Lately, I’ve been doing some work on social networks, especially on the extraction part. The process while doing such work is typically hacking together a script that does some operations on a dataset, for example the Enron dataset. During my most recent work, I’ve been using Gephi for visualizing the results. Much of the reason for using Gephi is ease of use, awesome layout algorithms and simple importation of data.
What Gephi lacks, however, is the concept of entity types. You have one type of nodes, and one type of edges. When analyzing social networks, this can be a constraint when visually differentiating between various types of actors is essential. Other tools exist that can do help in such analysis, but they are often proprietary and don’t seem to be very fond of importing and exporting data in an open and standardized way.
Maltego and its little brother CaseFile are indeed commercial tools, but may be very useful the type of work I was doing. The share amount of entity types and the ability to add notes and images to objects are very appealing! The problem also here is that also their import wizard is quite limited.
When opening the import wizard, you are given the option to open CSV and XLS files. After choosing your file, you are asked to map columns to their respective entity types. Next, you define what columns that shall serve as links between other columns. You also have to define the direction of the edge in a drag-n-drop fashion.
After having done all your mapping and pressed, “Ok”, you are sent to a page notifying you whether your mappings are correct or not. If they are, good for you! If they aren’t, start over. There is no back button at this point.
When you have successfully imported your data, you can admire the results for a couple of moments before being struck by one of those “it would be even better if …”. You do your ninja-style hacking on your scripts and reopen the import wizard. At this point you might expect to see an option to use the mappings you used last time. You’d be wrong. There is no way to store your mappings, and Maltego/CaseFile does not want to remember your previous settings. So you do the whole import process over again, hoping to remember which way the edges was supposed to point, and what columns represented what entity type. Kudos to Paterva for making an awesome data analysis tool, but as you might understand by now, there are some room for improvement when it comes to importing.
In addition to having to do a whole lot of steps to view your data, the limit of that a column only can represent one entity, quickly turned insufficient. All these limitations motivated my maltego-importer (GitHub) project. The idea was to imitate how Maltego/CaseFile stored data while copying and pasting entities. It turned out that Paterva has made it simple for us: The nodes and edges are stored as GraphML!

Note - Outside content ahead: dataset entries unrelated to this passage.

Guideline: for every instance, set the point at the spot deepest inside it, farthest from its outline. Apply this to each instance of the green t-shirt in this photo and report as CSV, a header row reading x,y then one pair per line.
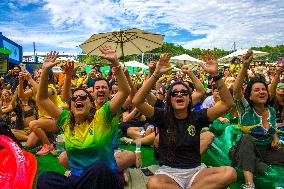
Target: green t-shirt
x,y
251,123
89,142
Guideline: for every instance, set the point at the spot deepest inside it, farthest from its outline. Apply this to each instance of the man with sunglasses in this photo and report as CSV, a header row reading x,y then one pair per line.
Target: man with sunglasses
x,y
88,131
101,94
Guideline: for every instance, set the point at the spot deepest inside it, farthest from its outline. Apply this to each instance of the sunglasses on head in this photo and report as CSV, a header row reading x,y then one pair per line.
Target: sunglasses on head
x,y
183,92
82,97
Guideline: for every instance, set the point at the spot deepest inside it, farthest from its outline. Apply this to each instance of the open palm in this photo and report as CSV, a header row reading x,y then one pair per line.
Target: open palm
x,y
69,68
161,66
211,67
109,53
50,59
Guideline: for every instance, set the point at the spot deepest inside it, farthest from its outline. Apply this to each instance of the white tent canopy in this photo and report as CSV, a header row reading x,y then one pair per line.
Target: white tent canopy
x,y
240,53
185,59
135,64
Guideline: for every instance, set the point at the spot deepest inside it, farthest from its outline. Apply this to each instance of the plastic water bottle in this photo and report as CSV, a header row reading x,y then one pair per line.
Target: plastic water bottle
x,y
60,144
138,154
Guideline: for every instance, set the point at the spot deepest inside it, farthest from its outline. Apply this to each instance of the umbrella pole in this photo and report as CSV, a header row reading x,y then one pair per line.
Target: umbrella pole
x,y
121,46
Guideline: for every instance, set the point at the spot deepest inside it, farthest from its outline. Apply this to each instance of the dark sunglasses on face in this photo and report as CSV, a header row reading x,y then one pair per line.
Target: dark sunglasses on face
x,y
183,92
82,97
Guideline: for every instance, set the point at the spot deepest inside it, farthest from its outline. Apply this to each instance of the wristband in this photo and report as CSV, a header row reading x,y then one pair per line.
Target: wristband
x,y
116,67
156,77
217,77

By looking at the various XML elements Maltego/CaseFile uses for storing various entities, I’ve made a parser that currently read a CSV file such as:
GangMember, Jon Doe, Male, Some random guy, Shoots Female, Some lady, Male, Some random guy, Sees Female, Some lady, LawOfficer, Policeman, Calls LawOfficer, Policeman, Male, Some random guy, Helps LawOfficer, Policeman, GangMember, Jon Doe, Arrests
By saving the contents above to a file, adding that file as input to the importer and copying the returned string into Maltego/CaseFile, you get the following graph:
From my own viewpoint, this makes quickly viewing the results of my scripts a whole lot easier!
The importer also supports setting the values of other properties in the original entities, however that currently requires some manual work.
The project can be found here: https://github.com/pcbje/maltego-importer
Edit: I’ve written a GUI client for this importer.